Here is a circle of radius 1 with some radii drawn.

- Draw and label angles, with the positive \(x\)-axis as the starting ray for each angle, measuring \(\frac{\pi}{12},\frac{\pi}{6},\frac{\pi}{4} \ldots, 2\pi\) in the counterclockwise direction. Four of these angles, one in each quadrant, have been drawn for you. There should be a total of 24 angles labeled when you are finished, including those that line up with the axes. Be prepared to share any strategies you used to make the angles.
- Label the points, where the rays meet the unit circle, for which you know the exact coordinate values.

### 4.3: Angle Coordinates Galore

Your teacher will assign you a section of the unit circle.

- Find and label the coordinates of the points assigned to you where the angles intersect the circle.
- Compare and share your values with your group.
- What relationships or patterns do you notice in the coordinates? Be prepared to share what you notice with the class.

Other than \((1,0)\), \((0,1)\), \((\text-1,0)\), and \((0,\text-1)\), the coordinates we used in this activity involved approximations. The point \((0.8,0.6)\), however, lies exactly on our unit circle.

- Explain why this must be true.
- Find all other points on the unit circle that also lie exactly at the intersection of two grid lines.
- What are the approximate angle measures needed to intersect at \((0.8, 0.6)\) and each of these new points?

### Summary

Given any point in a quadrant on the unit circle and its associated angle, like \(R\) shown here, we can make some statements about other points that must also be on the unit circle.

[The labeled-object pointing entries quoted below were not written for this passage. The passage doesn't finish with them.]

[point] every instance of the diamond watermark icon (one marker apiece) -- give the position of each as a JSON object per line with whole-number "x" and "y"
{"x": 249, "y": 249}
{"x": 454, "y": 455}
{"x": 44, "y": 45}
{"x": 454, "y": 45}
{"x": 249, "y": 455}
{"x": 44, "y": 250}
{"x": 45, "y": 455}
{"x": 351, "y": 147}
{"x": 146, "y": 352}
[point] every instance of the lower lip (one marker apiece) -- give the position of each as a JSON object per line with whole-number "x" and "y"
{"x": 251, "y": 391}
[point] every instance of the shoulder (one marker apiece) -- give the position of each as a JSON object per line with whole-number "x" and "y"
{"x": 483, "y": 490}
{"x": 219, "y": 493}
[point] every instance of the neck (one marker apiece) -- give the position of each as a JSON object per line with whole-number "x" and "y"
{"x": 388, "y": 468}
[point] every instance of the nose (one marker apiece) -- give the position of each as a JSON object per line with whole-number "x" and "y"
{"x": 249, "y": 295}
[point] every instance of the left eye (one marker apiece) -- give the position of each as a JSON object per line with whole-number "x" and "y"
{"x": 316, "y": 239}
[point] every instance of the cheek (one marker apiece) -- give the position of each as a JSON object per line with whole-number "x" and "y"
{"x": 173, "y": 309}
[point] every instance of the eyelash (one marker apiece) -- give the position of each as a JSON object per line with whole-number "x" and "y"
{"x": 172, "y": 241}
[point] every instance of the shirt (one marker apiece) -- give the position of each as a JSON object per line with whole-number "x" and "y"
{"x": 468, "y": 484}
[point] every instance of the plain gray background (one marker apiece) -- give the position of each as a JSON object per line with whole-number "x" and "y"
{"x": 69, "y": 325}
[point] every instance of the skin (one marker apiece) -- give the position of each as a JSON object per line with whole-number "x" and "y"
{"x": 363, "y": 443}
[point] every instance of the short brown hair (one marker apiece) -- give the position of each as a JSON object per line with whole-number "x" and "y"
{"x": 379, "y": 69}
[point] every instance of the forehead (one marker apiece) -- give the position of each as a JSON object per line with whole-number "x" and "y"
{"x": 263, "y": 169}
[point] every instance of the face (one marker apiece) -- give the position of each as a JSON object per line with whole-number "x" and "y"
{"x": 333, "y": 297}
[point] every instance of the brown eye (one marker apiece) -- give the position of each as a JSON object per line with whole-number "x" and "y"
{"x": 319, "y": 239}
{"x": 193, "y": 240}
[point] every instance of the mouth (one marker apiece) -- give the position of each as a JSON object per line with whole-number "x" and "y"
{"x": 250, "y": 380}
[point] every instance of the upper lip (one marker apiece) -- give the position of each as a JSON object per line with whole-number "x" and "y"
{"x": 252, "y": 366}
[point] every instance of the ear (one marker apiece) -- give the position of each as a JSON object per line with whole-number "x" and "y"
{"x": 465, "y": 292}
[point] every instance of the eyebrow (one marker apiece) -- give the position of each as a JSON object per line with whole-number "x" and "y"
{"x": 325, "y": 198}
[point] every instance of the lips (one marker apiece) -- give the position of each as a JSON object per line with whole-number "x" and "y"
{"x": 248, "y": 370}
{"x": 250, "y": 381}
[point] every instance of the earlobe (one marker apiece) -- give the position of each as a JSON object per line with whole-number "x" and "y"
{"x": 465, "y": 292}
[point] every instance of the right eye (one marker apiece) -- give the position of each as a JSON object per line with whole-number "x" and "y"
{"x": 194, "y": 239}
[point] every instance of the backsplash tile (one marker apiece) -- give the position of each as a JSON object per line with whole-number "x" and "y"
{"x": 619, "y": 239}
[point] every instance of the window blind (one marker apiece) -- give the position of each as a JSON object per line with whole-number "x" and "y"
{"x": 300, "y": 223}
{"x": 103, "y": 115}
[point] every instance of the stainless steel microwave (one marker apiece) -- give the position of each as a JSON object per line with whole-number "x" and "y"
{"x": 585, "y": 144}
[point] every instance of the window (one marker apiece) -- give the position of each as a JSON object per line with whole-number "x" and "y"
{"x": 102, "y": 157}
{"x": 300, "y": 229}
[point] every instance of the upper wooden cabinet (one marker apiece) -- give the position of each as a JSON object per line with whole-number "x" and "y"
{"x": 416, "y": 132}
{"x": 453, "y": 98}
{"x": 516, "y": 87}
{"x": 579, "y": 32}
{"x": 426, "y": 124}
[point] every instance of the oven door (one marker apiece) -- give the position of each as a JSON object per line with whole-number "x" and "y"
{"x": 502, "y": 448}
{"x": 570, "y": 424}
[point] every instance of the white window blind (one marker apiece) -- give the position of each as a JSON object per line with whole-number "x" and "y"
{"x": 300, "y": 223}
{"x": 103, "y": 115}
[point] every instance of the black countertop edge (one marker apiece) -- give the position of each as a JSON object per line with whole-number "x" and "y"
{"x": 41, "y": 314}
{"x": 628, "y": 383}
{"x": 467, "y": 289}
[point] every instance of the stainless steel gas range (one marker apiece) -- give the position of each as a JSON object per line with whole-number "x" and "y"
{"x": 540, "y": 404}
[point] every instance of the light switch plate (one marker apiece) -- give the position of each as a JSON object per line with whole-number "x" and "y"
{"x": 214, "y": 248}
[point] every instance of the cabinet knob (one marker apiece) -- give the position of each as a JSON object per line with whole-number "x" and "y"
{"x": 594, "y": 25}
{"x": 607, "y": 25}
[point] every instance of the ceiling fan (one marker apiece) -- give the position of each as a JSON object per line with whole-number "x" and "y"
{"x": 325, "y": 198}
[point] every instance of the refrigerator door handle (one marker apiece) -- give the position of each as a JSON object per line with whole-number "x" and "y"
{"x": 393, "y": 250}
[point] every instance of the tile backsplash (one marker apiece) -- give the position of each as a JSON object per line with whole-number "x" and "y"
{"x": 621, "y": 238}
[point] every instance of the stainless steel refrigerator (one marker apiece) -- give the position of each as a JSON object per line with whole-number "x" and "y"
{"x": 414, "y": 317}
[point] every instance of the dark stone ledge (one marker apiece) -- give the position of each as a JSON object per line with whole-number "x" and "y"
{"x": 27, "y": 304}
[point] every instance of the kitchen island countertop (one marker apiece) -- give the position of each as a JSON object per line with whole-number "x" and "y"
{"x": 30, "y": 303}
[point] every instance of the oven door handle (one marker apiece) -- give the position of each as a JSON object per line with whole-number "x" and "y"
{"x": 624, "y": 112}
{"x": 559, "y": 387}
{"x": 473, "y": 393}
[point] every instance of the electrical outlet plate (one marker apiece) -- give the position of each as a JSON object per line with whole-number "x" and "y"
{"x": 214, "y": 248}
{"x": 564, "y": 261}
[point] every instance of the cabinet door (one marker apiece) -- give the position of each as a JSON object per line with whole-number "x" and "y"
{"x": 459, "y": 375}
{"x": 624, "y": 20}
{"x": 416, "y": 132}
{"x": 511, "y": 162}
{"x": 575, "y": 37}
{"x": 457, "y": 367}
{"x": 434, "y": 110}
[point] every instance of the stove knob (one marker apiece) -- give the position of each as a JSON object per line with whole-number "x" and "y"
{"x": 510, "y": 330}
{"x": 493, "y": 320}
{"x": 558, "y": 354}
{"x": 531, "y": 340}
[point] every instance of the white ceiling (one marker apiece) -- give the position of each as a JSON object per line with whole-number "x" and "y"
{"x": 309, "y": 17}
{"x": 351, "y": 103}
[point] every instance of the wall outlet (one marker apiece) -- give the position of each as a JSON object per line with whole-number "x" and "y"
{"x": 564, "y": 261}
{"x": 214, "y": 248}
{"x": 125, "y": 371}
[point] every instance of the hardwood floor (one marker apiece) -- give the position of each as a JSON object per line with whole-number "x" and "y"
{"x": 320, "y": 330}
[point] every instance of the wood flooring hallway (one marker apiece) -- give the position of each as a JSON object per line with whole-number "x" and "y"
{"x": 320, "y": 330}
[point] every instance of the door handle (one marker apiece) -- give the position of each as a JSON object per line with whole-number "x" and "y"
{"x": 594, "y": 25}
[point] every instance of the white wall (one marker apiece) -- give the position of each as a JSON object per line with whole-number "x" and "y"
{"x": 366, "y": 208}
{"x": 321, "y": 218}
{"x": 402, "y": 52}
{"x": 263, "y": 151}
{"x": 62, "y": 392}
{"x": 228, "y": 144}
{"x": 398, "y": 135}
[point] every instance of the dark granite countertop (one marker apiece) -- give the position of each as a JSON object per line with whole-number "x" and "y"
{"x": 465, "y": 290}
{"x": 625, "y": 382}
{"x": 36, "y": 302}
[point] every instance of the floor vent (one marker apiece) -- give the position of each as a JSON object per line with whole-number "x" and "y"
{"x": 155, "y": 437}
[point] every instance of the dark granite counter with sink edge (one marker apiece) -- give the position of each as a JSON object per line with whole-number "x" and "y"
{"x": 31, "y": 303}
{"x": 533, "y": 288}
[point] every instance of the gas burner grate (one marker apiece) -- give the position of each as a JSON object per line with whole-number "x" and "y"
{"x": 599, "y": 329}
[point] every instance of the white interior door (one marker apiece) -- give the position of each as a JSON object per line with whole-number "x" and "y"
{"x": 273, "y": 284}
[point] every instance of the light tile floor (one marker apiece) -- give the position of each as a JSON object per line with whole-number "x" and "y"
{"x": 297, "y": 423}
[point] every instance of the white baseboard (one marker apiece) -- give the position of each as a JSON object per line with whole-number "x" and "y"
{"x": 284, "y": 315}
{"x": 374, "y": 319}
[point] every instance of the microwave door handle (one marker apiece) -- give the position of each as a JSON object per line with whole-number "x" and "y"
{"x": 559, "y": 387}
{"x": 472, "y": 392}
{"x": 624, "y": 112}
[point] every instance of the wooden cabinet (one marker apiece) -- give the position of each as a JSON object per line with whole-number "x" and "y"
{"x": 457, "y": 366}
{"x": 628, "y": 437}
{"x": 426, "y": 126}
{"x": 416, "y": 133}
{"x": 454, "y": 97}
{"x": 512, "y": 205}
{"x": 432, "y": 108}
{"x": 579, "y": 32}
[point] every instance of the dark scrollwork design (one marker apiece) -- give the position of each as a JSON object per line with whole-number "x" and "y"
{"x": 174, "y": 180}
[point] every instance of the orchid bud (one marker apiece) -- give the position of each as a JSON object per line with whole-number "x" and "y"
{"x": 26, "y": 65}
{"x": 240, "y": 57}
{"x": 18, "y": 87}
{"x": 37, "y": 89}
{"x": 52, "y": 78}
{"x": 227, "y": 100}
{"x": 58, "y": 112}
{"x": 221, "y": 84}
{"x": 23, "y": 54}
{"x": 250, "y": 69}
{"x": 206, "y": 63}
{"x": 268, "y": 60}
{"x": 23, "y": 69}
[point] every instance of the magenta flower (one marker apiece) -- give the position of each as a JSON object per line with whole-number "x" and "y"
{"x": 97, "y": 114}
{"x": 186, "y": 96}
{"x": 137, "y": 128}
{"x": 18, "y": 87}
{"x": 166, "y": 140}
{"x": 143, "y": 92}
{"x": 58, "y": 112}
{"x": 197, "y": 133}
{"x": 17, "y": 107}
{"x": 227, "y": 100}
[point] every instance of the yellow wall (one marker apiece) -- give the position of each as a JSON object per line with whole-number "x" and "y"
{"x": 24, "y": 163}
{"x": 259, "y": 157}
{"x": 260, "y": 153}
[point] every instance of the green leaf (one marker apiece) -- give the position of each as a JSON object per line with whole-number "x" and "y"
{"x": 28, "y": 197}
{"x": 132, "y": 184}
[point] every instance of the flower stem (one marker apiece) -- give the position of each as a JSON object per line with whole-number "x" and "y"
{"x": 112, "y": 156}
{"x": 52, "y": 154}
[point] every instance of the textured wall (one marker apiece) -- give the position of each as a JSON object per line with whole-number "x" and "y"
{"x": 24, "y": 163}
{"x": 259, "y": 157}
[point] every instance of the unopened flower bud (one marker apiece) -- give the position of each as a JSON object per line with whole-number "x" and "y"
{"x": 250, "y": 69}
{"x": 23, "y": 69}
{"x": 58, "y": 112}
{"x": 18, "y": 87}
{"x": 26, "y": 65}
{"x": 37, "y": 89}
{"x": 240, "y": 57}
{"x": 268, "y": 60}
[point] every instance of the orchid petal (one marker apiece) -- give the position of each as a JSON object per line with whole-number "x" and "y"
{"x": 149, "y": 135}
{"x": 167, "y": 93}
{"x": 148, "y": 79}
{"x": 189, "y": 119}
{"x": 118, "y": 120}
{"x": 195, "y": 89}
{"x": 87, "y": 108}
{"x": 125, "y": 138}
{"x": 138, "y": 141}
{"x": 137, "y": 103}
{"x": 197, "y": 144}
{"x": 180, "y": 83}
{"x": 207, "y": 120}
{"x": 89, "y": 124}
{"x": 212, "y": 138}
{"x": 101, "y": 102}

For example, if the coordinates of \(R\) are \((\text-0.87,0.5)\) and \(a\) is \(\frac{5\pi}{6}\) radians, then there is a point \(S\) in quadrant 1 with coordinates \((0.87,0.5)\). Since \(R\) is \(\frac{\pi}{6}\) radians from a half circle, the angle associated with point \(S\) must be \(\frac{\pi}{6}\) radians. Similarly, there is a point \(T\) at \((\text-0.87,\text-0.5)\) with an angle \(\frac{\pi}{6}\) radians greater than a half circle. This means point \(T\) is at angle \(\frac{7\pi}{6}\) radians, since \(\pi+\frac{\pi}{6}=\frac{7\pi}{6}\).

What is the matching point to \(R\) in quadrant 4? (A point at \((0.87,\text-0.5)\) and angle \(\frac{11\pi}{6}\) radians.)

In future lessons, we’ll learn about how to find the coordinates of point \(R\) ourselves using its angle \(a\) and what we know about right triangles.

### Glossary Entries

**period**The length of an interval at which a periodic function repeats. A function \(f\) has a period, \(p\), if \(f(x+p) = f(x)\) for all inputs \(x\).

**periodic function**A function whose values repeat at regular intervals. If \(f\) is a periodic function then there is a number \(p\), called the period, so that \(f(x + p) = f(x)\) for all inputs \(x\).

**unit circle**The circle in the coordinate plane with radius 1 and center the origin.